一方、患者さんという存在は、サイエンスだけではとらえきれない側面があります。真っ向から向き合うほどに、決して数値やデータのみでは認識することはできない存在だと気付きます。そして、患者さんの心の機微や思いなど「目に見えない存在」を感じ取るための、患者さんに対する人間としての姿勢がアートです。
皆さんがこれから医師、看護師、薬剤師を目指し、究めようとする医学医療の対象は人間です。それぞれに心があり、その人の物語があり、それぞれの人生を生きている人間です。皆さんが学ぶ知識や技術が人々の幸せのために真に生かされるためには、人の心を知らなければなりません。より多くの人と交わり、時には読書に親しみ、人間を深く感じとる感性を育むことが重要です。知を学び、人間として、医療人としての倫理観をそなえるために正しい生き方を学び、自分自身を鍛えていただきたいと思います。

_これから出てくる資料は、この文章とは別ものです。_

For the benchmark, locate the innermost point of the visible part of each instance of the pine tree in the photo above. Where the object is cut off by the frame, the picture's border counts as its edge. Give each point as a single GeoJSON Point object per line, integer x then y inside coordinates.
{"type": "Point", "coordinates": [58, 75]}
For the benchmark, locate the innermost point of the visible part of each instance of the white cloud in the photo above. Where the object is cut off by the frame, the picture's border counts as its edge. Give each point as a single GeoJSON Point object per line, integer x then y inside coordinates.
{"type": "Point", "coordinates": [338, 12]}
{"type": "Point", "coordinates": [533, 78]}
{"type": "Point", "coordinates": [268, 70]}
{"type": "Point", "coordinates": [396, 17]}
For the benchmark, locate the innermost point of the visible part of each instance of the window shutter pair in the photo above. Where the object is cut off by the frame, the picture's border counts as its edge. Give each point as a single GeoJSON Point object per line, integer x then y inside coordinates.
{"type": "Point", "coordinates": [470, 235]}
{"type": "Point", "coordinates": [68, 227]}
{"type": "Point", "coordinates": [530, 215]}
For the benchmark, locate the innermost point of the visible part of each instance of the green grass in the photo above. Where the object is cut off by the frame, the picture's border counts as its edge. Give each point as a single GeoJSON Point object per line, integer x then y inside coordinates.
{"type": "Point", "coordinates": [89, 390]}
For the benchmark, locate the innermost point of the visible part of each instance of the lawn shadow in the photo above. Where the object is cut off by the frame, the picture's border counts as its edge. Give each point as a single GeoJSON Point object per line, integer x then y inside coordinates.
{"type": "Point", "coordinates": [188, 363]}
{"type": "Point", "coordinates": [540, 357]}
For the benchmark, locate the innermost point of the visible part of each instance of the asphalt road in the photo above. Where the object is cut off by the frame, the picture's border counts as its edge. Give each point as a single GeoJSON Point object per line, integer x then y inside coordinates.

結びに、皆さんが、これから本学において、真なるものを希求する強固な意志、善なるものを認識し実践する行動力、美なるものを感受し創造へとつなぐ感性を養うよう、心から希望します。そして、キャンパスライフが希望に満ちた充実した日々であり、すばらしい医療人へと成長されることを心より祈念して式辞とします。本日は誠におめでとうございます。